In my experience, the length of the novel and the quick transitions
from chapter to chapter did not impede my caring for these characters. I did
care for them, particularly for Benjamin, his friend Corinne, and his aunt
Hannah. Benjamin’s ardent study of the great magicians by reading books at the
library after hours, and his single-minded practicing of his sleights of hand,
leave one feeling admiration at his determination to become excellent at his
chosen pursuit even in the face of his many obstacles: his mother and father do
not love each other; his family is just getting by financially; school bores
him. Hannah’s longing to be with her loved ones back in Otwock, Poland, and
Benjamin’s feelings when Corinne makes her final decision late in the novel are
not muted through the brevity of these short chapter installments.
And yet, somehow, I can’t say that I felt as much for them, as say, for
Nicole Krauss’s Leo Gursky in her short story “The Last Words on Earth,”

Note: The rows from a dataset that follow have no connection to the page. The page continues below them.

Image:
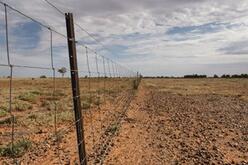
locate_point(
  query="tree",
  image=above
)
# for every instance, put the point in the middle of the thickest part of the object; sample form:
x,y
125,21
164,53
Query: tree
x,y
62,70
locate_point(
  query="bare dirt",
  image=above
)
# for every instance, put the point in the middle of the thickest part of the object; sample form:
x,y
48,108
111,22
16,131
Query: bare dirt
x,y
168,124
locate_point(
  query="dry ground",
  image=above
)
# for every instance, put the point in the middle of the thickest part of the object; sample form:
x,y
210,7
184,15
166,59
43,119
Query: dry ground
x,y
178,121
44,131
169,121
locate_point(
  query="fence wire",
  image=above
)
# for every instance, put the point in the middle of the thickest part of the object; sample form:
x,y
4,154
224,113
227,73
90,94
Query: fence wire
x,y
37,122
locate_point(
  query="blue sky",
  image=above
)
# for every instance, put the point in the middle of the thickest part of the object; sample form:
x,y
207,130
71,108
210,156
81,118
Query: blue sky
x,y
169,37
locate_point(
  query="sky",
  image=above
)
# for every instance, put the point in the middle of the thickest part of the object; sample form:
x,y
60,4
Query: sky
x,y
154,37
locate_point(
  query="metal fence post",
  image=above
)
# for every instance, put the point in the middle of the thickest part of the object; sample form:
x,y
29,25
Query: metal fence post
x,y
75,87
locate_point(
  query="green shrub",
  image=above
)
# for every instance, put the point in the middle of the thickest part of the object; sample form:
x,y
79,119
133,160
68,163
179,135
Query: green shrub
x,y
19,148
7,121
27,96
22,106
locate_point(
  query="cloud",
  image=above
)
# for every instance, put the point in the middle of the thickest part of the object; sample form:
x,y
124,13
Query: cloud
x,y
235,48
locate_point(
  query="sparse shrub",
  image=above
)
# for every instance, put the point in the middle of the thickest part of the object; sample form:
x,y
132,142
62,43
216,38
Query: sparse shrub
x,y
22,106
85,105
97,100
3,112
18,149
65,116
27,96
112,129
216,76
8,121
32,117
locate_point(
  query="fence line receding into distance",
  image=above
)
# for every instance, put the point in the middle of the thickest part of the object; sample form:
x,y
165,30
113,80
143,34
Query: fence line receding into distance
x,y
38,123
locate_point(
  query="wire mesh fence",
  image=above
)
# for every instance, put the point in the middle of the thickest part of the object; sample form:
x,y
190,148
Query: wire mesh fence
x,y
37,121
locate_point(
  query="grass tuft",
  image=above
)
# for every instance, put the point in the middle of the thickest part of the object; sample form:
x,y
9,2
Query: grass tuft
x,y
19,148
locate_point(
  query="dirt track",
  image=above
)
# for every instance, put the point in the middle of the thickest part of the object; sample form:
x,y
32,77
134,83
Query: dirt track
x,y
162,127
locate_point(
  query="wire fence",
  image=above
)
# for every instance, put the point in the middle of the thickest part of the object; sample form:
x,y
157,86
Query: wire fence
x,y
37,124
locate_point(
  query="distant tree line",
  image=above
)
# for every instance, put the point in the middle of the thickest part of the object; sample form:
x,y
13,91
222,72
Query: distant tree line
x,y
202,76
232,76
195,76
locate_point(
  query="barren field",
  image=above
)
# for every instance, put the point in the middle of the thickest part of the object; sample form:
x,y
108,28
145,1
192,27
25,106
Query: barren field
x,y
165,121
178,121
42,124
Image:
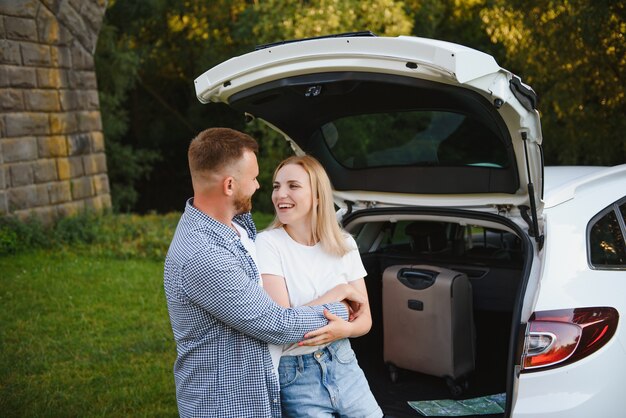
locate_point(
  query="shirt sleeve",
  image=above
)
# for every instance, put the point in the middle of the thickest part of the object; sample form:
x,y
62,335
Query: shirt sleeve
x,y
353,263
215,280
268,255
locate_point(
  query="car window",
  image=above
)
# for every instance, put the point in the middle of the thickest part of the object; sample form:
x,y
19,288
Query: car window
x,y
413,138
607,248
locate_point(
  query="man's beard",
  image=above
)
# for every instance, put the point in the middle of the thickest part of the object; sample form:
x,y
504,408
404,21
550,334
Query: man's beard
x,y
243,204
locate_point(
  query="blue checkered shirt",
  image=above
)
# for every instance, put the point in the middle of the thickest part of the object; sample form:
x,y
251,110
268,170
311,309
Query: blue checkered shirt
x,y
222,321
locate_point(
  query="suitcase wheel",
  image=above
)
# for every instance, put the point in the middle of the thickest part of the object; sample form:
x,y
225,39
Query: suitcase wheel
x,y
393,372
457,387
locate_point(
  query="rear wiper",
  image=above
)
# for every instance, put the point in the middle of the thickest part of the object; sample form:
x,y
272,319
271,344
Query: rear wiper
x,y
534,224
338,35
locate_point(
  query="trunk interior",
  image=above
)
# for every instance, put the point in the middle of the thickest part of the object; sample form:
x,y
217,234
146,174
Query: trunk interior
x,y
491,255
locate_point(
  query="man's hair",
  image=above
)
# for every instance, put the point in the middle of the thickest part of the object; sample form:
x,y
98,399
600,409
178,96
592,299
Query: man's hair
x,y
324,224
215,148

another short story (of 10,100 words) featuring a Jewish male deeply affected
by the events in Europe before and during World War II. My guess is that it may
not be the length of time readers are in the company of the narrator and
characters, but perhaps the length of time the narrator is in the company of
himself or herself that allows the reader a deeper fount of caring. Krauss’s
narrator is very elderly. He has suffered much, and he has reflected on the
past and the future and back and forth between them.Unless I missed it, in
Fagan’s novel, Benjamin never refers to his future self, except obliquely
in the passage quoted above, in which the narrator intimates that choosing
women from the audience to volunteer in his magic show must be done based on
the magician’s gut feelings, and not on any obvious visual cues. This suggests
that Benjamin has performed many times and that he knows that moment of choice
very well.
Benjamin’s innocence and fresh-eyed adolescence allow us to feel a
certain empathy for him and perhaps to reflect on our own adolescent years. But
I suspect that much more emphatically it is the juxtaposition of Benjamin’s
normal adolescent day-to-day life with the looming horrific fate of the
post-1938 Jewish community in Europe (and particularly knowledge of the utter
annihilation of the Jewish population of Otwock by the Nazis) that contributes
to our feeling in this novel. In this case, though, our caring depends on how
much we know of history. In Krauss’s short story, this juxtaposition happens
within the psyche of one person, and I would suggest it is our witnessing of
the interweaving of these experiences within one consciousness that somehow
allows us to care, even to love, her character. It is Leo Gursky’s depth of
feeling and his own insight that engage our feelings of care and empathy,
whereas in Fagan’s novel, it is the depth of our extra-narrative knowledge that
grants us our depth of feeling. And these are quite different processes.
Forster, E. M. (1927). Aspects of the novel. London: Edward Arnold.
Krauss, Nicole. (2004, February 9). The last words on earth. The New Yorker.